During the course of our interview, I saw her youngest
son busying himself with factory work. He was at the
murder scene when his father was killed. Fortunately, he
escaped tragic death himself because he was sound asleep.
"Will it make things any better if we keep hating
the perpetrators?" Ming-hui asked her enraged son.
She told him not to harbor hatred because it would only
cause him to form bad relationships with others and plant
evil seeds in his life.
She even showed leniency to the suspects in court. She
said to them, "The regrettable event already
happened. I won't ask for any compensation. But if you did
commit the crime, I hope you will repent sincerely. Then
maybe your sentence will be reduced."
It was less than a year since she became a widow, and
the suspects were still filing for an appeal. But as I
listened to her, I felt as if she were recalling a past
event long forgotten.
During the past year, what with managing the growing
business at her factory, raising her children and taking
part in numerous Tzu Chi activities, she had had no time
to think about her bereavement.
After the plane crash at Penghu, she went to Sungshan
Airport several times to chant sutras for the dead.
Looking at the caskets and the victims' families who cried
so sadly, she recalled how miserable she had been when her
husband died.
She thought of what the Master once taught them--that
the deceased are like kites: they want to fly away, but
the living keep tying them down. Thus she decisively cut
the thread and sincerely prayed that the parties at both
ends of the thread could have peace of mind.
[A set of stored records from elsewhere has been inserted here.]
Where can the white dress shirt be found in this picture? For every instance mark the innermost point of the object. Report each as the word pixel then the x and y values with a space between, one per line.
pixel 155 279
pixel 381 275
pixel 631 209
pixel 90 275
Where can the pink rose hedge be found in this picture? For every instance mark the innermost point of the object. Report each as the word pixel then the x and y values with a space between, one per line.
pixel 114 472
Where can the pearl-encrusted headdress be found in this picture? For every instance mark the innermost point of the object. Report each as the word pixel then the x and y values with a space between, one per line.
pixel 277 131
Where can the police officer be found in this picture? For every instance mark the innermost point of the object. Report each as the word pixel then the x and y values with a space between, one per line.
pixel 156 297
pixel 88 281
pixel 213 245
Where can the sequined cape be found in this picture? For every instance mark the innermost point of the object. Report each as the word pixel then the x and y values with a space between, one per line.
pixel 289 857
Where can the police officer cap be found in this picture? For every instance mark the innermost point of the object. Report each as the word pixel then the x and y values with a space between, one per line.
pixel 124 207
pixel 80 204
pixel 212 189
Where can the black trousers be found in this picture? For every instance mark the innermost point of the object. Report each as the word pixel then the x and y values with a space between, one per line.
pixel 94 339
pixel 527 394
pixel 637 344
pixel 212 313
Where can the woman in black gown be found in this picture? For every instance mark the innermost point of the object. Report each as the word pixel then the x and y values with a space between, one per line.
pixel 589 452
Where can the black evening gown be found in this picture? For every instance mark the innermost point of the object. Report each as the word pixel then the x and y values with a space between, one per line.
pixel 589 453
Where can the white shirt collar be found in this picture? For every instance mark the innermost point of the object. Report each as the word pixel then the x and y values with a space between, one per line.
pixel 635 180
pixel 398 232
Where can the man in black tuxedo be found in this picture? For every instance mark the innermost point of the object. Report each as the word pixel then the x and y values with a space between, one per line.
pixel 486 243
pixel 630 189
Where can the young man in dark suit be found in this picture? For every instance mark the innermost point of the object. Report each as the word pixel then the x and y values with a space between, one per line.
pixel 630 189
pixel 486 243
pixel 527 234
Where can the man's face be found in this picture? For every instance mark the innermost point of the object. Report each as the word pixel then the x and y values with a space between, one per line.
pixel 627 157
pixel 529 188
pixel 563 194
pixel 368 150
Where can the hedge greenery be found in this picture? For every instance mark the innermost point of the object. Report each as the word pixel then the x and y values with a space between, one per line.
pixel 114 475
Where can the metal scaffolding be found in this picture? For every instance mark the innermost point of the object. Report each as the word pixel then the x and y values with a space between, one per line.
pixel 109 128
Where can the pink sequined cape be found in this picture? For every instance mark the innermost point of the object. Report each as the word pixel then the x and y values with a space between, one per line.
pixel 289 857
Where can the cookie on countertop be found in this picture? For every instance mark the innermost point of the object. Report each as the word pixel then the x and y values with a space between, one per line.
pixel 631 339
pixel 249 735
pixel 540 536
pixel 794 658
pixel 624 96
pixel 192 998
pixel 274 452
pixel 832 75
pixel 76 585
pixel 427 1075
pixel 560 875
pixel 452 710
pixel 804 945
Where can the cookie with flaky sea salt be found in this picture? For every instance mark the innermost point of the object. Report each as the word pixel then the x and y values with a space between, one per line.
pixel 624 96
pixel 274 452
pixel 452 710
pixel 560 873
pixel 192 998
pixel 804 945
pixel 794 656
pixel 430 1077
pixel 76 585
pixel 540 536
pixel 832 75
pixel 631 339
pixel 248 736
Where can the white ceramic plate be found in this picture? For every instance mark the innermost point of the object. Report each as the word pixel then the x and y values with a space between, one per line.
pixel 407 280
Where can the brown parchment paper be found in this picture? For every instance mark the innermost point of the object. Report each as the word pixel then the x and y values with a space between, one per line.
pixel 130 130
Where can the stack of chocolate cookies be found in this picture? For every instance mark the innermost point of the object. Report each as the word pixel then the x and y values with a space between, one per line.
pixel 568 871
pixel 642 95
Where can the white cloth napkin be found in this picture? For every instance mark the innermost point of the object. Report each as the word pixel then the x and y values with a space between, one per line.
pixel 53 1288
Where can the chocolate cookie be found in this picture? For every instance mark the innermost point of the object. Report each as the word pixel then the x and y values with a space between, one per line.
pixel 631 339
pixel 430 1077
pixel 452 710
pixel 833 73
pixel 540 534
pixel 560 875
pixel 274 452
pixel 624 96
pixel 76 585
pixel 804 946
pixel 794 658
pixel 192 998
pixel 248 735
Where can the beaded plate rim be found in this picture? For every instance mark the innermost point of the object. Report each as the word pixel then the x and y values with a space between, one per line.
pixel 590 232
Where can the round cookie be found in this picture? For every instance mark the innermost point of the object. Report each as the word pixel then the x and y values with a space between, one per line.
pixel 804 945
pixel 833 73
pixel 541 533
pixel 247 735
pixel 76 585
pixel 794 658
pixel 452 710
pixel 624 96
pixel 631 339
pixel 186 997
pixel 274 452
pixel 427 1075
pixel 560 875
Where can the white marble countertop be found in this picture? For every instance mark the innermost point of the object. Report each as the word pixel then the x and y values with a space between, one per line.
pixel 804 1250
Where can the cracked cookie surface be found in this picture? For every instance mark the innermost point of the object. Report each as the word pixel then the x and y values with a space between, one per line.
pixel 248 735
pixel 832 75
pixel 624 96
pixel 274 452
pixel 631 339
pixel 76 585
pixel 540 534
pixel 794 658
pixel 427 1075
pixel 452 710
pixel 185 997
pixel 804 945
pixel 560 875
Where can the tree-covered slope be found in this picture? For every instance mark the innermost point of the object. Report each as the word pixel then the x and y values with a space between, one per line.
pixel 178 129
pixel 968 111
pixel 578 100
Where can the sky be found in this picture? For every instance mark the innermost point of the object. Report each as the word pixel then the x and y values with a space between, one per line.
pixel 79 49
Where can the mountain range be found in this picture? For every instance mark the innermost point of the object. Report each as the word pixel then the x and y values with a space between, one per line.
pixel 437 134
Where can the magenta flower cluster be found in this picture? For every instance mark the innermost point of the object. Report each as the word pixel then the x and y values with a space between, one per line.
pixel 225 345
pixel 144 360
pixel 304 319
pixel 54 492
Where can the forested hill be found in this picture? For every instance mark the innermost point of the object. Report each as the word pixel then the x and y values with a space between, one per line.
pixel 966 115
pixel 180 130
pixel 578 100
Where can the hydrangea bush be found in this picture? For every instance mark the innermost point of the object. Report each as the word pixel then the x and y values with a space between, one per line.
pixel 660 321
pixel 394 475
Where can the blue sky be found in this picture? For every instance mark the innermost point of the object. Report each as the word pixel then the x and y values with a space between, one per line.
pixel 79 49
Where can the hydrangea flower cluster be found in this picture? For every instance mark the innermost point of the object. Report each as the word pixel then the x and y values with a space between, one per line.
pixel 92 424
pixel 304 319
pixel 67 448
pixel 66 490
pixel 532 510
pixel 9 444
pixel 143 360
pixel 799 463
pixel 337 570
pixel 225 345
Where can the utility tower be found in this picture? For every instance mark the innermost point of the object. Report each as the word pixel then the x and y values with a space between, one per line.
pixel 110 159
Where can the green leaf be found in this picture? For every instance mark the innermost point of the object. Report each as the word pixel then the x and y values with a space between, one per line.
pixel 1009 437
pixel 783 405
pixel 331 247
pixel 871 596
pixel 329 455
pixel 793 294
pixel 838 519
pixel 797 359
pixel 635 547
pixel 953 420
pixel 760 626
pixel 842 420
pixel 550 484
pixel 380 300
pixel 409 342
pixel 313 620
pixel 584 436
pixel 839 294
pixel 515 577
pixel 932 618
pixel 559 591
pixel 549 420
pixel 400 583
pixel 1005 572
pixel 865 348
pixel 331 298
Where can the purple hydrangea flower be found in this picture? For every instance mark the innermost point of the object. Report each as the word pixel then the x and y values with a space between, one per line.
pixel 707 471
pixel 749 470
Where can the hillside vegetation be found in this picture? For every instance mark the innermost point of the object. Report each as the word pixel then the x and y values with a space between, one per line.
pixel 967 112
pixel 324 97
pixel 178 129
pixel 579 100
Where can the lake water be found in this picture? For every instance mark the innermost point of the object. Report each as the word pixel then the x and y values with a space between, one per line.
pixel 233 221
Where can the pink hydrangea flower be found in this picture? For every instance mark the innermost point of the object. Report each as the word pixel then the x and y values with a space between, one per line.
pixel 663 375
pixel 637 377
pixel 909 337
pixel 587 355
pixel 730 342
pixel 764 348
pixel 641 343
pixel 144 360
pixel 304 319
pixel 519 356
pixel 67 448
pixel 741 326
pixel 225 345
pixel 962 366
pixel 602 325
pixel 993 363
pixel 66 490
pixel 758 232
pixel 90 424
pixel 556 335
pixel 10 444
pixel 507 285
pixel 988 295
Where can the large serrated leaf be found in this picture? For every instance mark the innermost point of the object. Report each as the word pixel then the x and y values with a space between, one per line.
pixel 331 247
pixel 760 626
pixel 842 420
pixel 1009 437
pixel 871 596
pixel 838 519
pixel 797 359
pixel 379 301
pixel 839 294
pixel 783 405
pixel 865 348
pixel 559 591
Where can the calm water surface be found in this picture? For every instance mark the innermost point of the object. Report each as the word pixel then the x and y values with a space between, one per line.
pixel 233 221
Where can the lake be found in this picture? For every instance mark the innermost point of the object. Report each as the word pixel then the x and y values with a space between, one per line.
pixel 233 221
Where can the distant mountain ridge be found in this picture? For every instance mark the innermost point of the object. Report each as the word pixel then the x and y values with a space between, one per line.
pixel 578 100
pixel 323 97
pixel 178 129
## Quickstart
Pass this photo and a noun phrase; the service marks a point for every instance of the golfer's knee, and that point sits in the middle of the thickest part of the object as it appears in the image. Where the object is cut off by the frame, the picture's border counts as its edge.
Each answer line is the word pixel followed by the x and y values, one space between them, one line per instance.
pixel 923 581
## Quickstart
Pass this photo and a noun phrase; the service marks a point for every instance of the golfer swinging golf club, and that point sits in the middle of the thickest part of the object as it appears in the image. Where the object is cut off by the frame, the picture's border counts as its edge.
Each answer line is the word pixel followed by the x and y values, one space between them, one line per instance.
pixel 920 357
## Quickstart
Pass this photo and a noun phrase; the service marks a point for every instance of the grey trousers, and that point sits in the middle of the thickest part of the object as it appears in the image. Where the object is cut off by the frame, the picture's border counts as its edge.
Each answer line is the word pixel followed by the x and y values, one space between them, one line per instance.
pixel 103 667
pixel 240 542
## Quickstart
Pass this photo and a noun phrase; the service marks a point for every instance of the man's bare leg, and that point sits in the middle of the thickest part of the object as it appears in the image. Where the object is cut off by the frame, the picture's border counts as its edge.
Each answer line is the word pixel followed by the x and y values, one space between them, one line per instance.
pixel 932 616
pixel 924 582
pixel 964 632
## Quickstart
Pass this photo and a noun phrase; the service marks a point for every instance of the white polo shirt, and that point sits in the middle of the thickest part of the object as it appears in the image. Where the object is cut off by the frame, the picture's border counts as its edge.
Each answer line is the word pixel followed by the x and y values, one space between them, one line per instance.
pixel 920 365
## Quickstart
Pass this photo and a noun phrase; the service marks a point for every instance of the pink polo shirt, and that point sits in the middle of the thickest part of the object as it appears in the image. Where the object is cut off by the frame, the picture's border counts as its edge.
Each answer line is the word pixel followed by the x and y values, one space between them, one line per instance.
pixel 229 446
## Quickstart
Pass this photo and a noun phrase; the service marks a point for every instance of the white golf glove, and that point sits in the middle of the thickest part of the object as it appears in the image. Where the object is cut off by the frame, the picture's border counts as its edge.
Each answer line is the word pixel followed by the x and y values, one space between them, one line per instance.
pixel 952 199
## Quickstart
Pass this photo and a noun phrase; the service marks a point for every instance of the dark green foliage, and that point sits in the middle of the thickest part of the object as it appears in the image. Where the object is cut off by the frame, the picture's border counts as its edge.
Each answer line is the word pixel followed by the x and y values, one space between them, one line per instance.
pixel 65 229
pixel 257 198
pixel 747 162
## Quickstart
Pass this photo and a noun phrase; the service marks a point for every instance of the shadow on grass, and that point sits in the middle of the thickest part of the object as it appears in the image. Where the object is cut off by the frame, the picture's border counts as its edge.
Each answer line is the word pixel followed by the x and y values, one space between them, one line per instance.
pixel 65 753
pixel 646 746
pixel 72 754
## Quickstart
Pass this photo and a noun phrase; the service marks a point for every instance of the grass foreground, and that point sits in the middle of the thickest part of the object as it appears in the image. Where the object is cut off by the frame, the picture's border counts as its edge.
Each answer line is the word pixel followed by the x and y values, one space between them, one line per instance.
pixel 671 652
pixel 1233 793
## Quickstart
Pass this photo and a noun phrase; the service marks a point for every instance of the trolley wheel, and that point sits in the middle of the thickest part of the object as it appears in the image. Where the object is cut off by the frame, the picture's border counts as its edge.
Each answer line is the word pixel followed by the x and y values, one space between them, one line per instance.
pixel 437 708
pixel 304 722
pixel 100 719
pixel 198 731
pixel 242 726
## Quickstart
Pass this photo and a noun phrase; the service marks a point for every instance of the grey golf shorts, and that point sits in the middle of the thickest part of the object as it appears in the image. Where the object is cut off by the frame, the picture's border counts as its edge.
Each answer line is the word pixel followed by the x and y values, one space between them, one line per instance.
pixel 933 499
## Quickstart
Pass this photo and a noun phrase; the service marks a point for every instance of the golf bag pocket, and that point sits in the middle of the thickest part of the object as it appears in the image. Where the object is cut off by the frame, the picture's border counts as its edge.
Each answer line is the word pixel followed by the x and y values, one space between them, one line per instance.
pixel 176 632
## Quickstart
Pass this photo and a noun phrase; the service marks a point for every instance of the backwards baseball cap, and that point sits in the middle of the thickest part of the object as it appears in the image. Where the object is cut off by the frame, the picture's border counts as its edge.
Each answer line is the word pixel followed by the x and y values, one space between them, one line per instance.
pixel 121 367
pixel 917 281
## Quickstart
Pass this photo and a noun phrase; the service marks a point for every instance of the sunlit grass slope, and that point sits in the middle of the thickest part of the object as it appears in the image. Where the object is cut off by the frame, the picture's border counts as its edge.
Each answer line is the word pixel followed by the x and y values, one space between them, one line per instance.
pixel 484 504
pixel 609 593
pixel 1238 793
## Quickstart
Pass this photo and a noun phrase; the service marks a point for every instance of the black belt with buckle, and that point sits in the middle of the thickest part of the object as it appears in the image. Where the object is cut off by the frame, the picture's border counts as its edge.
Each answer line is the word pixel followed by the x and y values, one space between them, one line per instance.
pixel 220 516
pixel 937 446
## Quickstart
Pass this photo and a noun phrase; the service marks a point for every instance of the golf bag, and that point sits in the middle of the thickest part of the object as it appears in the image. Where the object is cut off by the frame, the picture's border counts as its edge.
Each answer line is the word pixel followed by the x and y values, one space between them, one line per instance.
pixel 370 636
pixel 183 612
There was something she really wanted to say to the
families of plane crash victims whose bodies had not yet
been found: "Set the kite free. Do not become
obsessed with finding the body. Even if anything were to
be recovered, it would most likely be only part of a body
and consequently make you even more depressed. So why not
just store your fond memories of the deceased in your
hearts..."
She believed that if bereaved families could use the
time they spent in grieving to help others, their lives
would become more meaningful. She herself had transformed
her sorrow into a driving force which motivated her to
help others, and she had found it most useful.
The weather was sultry. A handful of workers were
sorting recyclable metals in the factory. Nearby were
stacks of compressed aluminum cans. Every stack weighed
one hundred kilograms. Ming-hui told me that because they
sold processed cans to China, she and her husband used to
take turns going there.
Her children started helping with the family business
as soon as they graduated from university, so Ming-hui had
had more time to devote to Tzu Chi. Although she was
already fifty-six years old, she was still eager to learn.
She was certified as a Tzu Chi commissioner one and a half
years ago. She said that she had found true happiness in
Tzu Chi. In the past she believed that only money could
bring happiness, but now she knew that any joy bought by
monetary gain was fleeting. In addition to attending
classes on calligraphy, computer, and sign language
organized by the foundation, she also participated in
other Tzu Chi activities. Unless the factory urgently
needed her, she would not miss a Tzu Chi activity.
Because of her diligent attitude and her technical
knowledge on recyclable metals, she became the deputy
leader of the Tzu Chi recycling team. She also invited her
employees to join in the community recycling program.
Ming-hui's daughter-in-law told me that whenever Ming-hui
receives phone calls asking for her help, she stops her
work immediately, changes into her Tzu Chi uniform, and is
gone like a puff of smoke.
Today, Ming-hui lives a spiritually fulfilling life.
She and her children often copy the texts of the Heart
Sutra and the Great Compassion Mantra when they have time
at night. When her husband passed away, she did not follow
the tradition of burning paper money. Instead, she burned
five hundred pieces of paper on which the family had
copied verses from the Heart Sutra [in order to dedicate
the merits thus earned to the deceased].
She told me that she never felt alone after her husband
passed away, because now she was a member of the big, warm
Tzu Chi family.
Her good friend, Chen A-tao, compared Ming-hui to a
wildflower that blossoms luxuriantly even if no one
appreciates it. Her remark made both of them laugh.